The “No Real Plan” obstacle. A lack of awareness of where to start is the biggest issue here. Setting SMART goals is a very positive way in which to move forward and to move past the idea that you have “no clue” as to where to start. This acronym asks for you to set goals that are Specific, Measurable, Attainable, Realistic and Time Based.
A specific goal is a goal in which you pinpoint exactly what you wish to achieve. A good idea is to make a goal sheet listing 3-5 SPECIFIC goals that you wish to achieve in 3 months, 6 months and one year. You can choose to go further than this time frame if it makes sense for the obstacle.
To make this goal measurable you need to be able to clearly track the progress you have made.
Do not just say “I want to be healthier” but rather write down the steps that you need to take to get healthier.
Do not just say “I want to be successful in business” or “I want to increase my revenue by 50%.” but rather write down exactly how you propose to do that.
An attainable and realistic goal will be one that is possible.
A bit of a dose of reality is very important but it is equally important to reach a bit beyond your comfort zone. The achieving of this goal is not necessarily going to be easy but it will be worth it.
A time based goal will be logical within a reasonable time frame.
A time frame must be tied to the goal. Nothing gets accomplished when we “get around to it.” The pot of gold at the end of the rainbow is found by setting a reasonable deadline.
The “No Time” obstacle. Is it really that you have no time or is it the more likely option of the fact that you have not found the time for this pursuit?
I have no doubt that we are all very busy people. The stay at home parent, the work from home parent, the work outside of the house parent, and almost every other person has a busy life filled with the pursuit of their goals and, let’s face it, a whole bunch of busy work and maybe a few time wasters, as well.
It is the busy work and the time wasters that must be explored.
Start each day with a clearly defined list of “Five Focus Items.” This list should include the most important tasks and a clearly defined plan on how to accomplish them. The plan should not include more than 10 items “To Accomplish.” In my practice, I have found that any list larger than ten is overwhelming and often leads to an ignored list.
The “No Energy” obstacle. If you truly have no energy then research is needed. Assess your sleep patterns for habits, duration and quality. Review your health goals, nutrition and water intake. Your water intake should be approximately half of your body weight in ounces. For example, a 150 pound person should be drinking a minimum of 75 ounces of good, clean water per day. This should be increased based on heat, exercise and various other factors. This should be decreased if you have a medical issue requiring you to do so.
A dehydrated body is a tired body.
Also consider visiting a nutrition specialist for a review of your nutrition requirements, your food intake and your food choices.
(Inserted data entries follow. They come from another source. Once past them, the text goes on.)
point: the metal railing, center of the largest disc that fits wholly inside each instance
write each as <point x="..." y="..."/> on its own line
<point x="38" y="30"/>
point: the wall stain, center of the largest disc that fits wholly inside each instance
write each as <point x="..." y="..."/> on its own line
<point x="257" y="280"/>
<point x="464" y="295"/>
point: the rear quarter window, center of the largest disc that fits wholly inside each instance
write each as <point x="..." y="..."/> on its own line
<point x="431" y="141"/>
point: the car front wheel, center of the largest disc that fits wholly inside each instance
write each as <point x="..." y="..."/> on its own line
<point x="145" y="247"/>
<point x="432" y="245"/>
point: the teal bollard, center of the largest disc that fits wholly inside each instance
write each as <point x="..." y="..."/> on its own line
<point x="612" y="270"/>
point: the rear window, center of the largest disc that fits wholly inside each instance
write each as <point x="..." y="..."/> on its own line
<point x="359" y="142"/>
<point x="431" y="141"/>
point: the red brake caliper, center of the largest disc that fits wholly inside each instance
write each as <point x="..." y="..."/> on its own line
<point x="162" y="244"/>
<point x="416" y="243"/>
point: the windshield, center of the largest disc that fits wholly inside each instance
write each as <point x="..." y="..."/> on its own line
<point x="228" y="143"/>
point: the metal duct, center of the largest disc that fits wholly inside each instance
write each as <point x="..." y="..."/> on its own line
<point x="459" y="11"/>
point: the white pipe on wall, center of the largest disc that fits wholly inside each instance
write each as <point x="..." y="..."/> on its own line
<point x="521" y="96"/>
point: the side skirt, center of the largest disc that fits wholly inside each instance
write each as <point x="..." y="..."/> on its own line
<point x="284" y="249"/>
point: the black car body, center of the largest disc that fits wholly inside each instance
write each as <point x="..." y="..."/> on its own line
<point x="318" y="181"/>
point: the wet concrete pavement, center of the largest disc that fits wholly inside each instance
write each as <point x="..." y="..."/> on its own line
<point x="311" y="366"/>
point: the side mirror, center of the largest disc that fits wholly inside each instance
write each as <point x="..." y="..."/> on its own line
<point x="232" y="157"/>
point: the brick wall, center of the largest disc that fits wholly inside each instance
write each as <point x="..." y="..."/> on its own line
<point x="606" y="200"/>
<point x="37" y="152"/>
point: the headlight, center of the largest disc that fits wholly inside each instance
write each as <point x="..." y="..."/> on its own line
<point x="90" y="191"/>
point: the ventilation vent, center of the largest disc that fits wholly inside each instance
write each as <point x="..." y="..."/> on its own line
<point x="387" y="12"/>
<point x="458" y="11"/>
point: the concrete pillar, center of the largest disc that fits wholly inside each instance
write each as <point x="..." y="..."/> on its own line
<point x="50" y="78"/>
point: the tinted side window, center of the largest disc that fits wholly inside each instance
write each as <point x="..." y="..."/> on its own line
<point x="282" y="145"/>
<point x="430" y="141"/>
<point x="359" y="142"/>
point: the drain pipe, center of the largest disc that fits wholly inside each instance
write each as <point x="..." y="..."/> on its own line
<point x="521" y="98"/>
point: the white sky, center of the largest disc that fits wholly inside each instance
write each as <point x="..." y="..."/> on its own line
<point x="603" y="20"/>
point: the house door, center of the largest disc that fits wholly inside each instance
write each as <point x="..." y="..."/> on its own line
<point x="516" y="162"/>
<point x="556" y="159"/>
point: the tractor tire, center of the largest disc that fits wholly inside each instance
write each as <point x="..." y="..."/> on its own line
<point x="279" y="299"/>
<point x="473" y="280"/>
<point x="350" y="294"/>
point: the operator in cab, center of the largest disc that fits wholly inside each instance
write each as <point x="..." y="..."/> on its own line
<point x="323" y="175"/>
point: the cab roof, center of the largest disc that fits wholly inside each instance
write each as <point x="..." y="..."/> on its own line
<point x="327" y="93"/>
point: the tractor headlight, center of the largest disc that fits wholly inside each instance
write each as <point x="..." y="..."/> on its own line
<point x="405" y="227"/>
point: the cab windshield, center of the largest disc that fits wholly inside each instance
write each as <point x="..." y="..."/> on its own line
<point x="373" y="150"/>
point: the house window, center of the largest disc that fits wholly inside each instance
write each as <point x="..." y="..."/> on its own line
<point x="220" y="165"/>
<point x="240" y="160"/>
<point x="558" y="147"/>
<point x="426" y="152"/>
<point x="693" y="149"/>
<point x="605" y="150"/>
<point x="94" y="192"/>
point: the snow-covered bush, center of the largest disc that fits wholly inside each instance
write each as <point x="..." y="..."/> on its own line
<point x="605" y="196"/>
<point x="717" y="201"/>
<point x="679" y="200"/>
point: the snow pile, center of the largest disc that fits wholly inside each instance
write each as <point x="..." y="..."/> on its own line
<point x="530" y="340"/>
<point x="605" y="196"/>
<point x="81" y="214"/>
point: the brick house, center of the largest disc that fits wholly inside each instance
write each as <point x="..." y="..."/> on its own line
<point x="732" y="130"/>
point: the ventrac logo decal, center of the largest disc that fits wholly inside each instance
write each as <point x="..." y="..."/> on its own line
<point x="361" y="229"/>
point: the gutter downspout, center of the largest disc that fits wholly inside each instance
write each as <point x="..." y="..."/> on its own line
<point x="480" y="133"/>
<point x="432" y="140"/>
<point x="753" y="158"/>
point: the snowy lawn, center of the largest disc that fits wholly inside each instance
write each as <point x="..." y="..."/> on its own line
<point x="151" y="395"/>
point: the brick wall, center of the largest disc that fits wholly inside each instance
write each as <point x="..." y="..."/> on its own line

The “No Confidence” obstacle. Always questioning your well thought out plans will not help you to progress towards your goals.
Do your due diligence in regards to research and then have confidence in your work.
Realize that it’s okay to make mistakes. These can be wonderful learning experiences and they may even be an opportunity in disguise.
The “No Money or Resources” obstacle. This obstacle can be solved in various ways. I encourage you to first logically assess what goals you can achieve with little to no investment. This will negate the need for investors.
Regardless of the goal being goal there are always certain things that can be achieved without much money.
Find these things and do them.
If you find yourself at a point where you need capital to move forward then there is help. Read Five Tips for Finding and Securing Private Investors for Your Start-Up.
Give much thought to your goals and whether, or not, you really want an investor. An investor may bring money to the proverbial table but they also bring opinions, politics and shared ownership.
I wish you much luck achieving all of your smart goals and even those that you have yet to discover. Please let me know if I can help in any way.